Foreign Minister Mevlüt Çavuşoğlu late Tuesday held a phone call with his Azerbaijani counterpart Jeyhun Bayramov. During the meeting, the two ministers evaluated the latest developments amid the ongoing clashes between Azerbaijan and Armenia over the territorial disputes in the Armenian-occupied Nagorno-Karabakh region.
The clashes began on Sept. 27 when Armenian forces targeted civilian Azerbaijani settlements and military positions in the region, leading to casualties.
Relations between the two former Soviet republics have been tense since 1991 when the Armenian military occupied Nagorno-Karabakh.
Twenty percent of Azerbaijan's territory has remained under illegal Armenian occupation for around three decades.
Following meetings in Moscow on Oct. 10, Azerbaijan and Armenia agreed on a humanitarian cease-fire so that conflicting sides could retrieve bodies left on the battlefield in Nagorno-Karabakh and hold prisoners' exchange.

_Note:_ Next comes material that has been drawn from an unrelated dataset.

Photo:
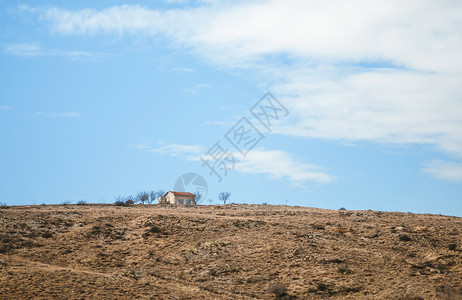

However, Armenian forces launched a missile strike on Azerbaijan's second-largest city, Ganja – despite the region being outside the frontline zone – leaving at least 10 people dead and 35 others wounded, including women and children.
Multiple U.N. resolutions, as well as many international organizations, demand the withdrawal of the occupying forces.
Minsk Group, set up by the Organization for Security and Co-operation in Europe (OSCE) – co-chaired by France, Russia, and the U.S. – was formed in 1992 to find a peaceful solution to the conflict, but to no avail. A cease-fire, however, was agreed to in 1994.
Many world powers, including Russia, France, and the U.S., have urged a new cease-fire. Turkey, meanwhile, has supported Baku's right to self-defense and demanded the withdrawal of Armenia's occupying forces.